Thursday, March 16, 2023

Mepazine/Biperiden

Mepazine/Biperiden





Mepazine is a phenothiazine antipsychotic medication. Biperiden is a medication used to treat Parkinson’s disease and is a synthetic acetylcholine antagonist. Both of these drugs inhibit MALT1, which is associated with the CBM signalosome complex. Pilato, et al. published an article in Nature Research; Oct 2018 titled “Targeting the CBM Complex Causes Treg Cells to Prime Tumours for Immune Checkpoint Therapy.” They demonstrated that using Mepazine to inhibit MALT1 could help convert immunologically cold tumors to hot ones.

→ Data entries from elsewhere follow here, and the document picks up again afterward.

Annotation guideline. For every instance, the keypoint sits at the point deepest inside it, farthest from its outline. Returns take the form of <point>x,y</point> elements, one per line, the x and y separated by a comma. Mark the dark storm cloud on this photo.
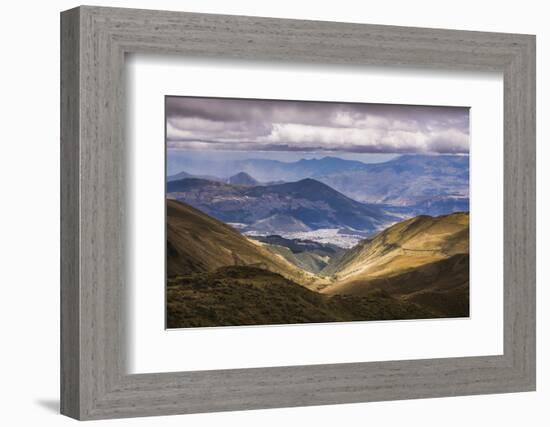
<point>247,124</point>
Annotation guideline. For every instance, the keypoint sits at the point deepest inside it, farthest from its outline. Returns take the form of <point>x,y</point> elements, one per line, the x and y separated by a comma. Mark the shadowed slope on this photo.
<point>242,295</point>
<point>197,243</point>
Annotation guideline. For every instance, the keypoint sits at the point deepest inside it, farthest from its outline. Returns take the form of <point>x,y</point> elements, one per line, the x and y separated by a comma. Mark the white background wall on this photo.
<point>29,225</point>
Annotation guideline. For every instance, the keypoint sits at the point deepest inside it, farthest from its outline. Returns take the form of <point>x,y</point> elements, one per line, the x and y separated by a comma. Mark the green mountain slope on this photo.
<point>243,295</point>
<point>197,243</point>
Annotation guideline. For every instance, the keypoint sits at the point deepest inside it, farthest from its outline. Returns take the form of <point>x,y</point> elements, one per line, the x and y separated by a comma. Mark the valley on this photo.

In the animal model, they showed the combination of Mepazine with PD-1 inhibitors causes the development of an anti-cancer immune response with relapse-free tumor control in a model that does not respond to PD-1 therapy alone. This is important, as the majority of cancers do not respond to PD-1 therapy due to a lack of infiltration of attacking immune cells and a predominance of tumor-protecting regulatory immune cells. They also showed that MALT1 inhibition could actually convert regulatory cells into ones that are more tumor-attacking. The big advantage here is that most strategies are to decrease regulatory cells, generally by killing them. This drug may be able to make good use of those regulatory cells in the tumor environment to convert them into attacking the tumor.